Cependant, si d’autres pays sont d’accord en théorie, ils soulignent la charge financière potentielle et réclament plus de flexibilité.
« La Bulgarie considère le principe de non-détérioration comme une solution appropriée, compte tenu des efforts et des ressources considérables qui y seront investis », a déclaré la ministre bulgare Rositsa Karamfilova-Blagova.
« Toutefois, permettez-moi d’attirer l’attention sur le fait que la restauration des écosystèmes dans les parties sud et sud-est de l’Europe, dans la Méditerranée et dans les régions biogéographiques continentales nécessitera plus de temps et plus d’argent », a-t-elle ajouté.
Les Pays-Bas et la Finlande ont également émis des réserves quant à la rigueur du principe. De manière générale, tous deux souhaitent que la loi soit plus flexible.
« Les États membres devraient se voir garantir la flexibilité dont ils ont besoin pour une mise en œuvre rentable sans compromettre les objectifs importants de ce règlement », a déclaré la ministre finlandaise Maria Ohisalo, ajoutant que la flexibilité est également nécessaire pour garantir l’acceptation sociale et la sécurité alimentaire.
Les Pays-Bas, bien qu’ils soutiennent les objectifs généraux, ont fait part de leurs inquiétudes quant à la répartition de l’espace pour le logement, l’énergie et la production alimentaire et la protection du pays contre la hausse du niveau des mers.
Mais M. Timmermans a défendu la proposition de loi, affirmant que la non-détérioration a un sens financier.
« Préserver est, par définition, moins cher que restaurer. Ne négligez donc pas la préservation pour tout concentrer sur la restauration », a-t-il lancé aux ministres.
« Si vous ne faites pas de préservation et que vous devez ensuite faire de la restauration, c’est beaucoup plus cher », a-t-il ajouté.
D’une pierre deux crises : protéger le climat en même temps que la biodiversité
Certains pays ont également appelé à plus de flexibilité lorsqu’il s’agit de solutions qui s’attaquent à la fois à la crise climatique et à la crise de la biodiversité.

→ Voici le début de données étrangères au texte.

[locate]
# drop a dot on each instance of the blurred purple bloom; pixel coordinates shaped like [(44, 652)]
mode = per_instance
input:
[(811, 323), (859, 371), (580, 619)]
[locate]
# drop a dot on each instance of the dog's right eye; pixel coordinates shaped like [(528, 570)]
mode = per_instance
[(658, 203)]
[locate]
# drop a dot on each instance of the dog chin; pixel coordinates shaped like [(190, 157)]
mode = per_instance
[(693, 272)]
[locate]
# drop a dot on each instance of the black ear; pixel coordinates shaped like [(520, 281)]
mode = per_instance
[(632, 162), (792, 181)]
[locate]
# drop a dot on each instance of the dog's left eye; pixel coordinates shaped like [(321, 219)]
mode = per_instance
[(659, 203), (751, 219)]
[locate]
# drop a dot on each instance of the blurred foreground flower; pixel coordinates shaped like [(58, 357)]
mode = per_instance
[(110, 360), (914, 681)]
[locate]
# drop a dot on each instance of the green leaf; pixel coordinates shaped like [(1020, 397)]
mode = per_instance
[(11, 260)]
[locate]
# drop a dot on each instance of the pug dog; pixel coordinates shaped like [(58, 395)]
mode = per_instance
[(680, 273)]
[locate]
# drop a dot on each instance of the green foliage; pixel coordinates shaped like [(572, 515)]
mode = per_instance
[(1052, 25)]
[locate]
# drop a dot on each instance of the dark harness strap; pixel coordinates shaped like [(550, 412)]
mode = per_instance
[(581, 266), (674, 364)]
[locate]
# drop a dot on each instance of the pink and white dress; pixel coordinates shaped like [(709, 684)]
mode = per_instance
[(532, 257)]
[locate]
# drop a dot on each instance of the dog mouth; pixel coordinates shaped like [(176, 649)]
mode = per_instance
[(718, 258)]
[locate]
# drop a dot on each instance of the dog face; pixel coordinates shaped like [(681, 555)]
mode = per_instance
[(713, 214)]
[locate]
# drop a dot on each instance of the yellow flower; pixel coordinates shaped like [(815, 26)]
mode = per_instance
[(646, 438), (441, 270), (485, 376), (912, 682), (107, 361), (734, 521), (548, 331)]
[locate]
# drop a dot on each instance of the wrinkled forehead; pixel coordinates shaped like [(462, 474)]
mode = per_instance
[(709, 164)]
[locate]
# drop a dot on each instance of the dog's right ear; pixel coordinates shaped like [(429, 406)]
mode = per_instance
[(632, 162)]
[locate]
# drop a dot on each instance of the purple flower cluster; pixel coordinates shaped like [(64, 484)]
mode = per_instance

Par exemple, le Portugais João Galamba a souhaité que les projets d’énergie renouvelable soient reconnus dans certains habitats, affirmant que cela a stimulé la biodiversité dans le pays.
« Le Portugal souhaiterait que l’on reconnaisse spécifiquement que certains produits écologiques peuvent favoriser la biodiversité. Par exemple, dans les sols artificialisés du Portugal, les panneaux solaires restaurent vraiment les écosystèmes », a-t-il déclaré.
Pendant ce temps, le sous-secrétaire d’État polonais Adam Guibourgé-Czetwertyński a souligné les problèmes liés à la loi, affirmant qu’elle risque d’empêcher les forêts de son pays de devenir plus résistantes au changement climatique et qu’elle ne reflète pas l’augmentation des zones boisées au cours des dernières décennies.
« Si nous gelons nos forêts à leur état actuel, cela signifie que nous devrons nous assurer d’avoir tout le temps des pins, alors qu’ils sont moins adaptés au climat actuel », a-t-il averti.
Il a ajouté qu’en raison de la période de référence utilisée pour cette partie de la loi, la Pologne devrait finalement abattre 50 % de ses forêts.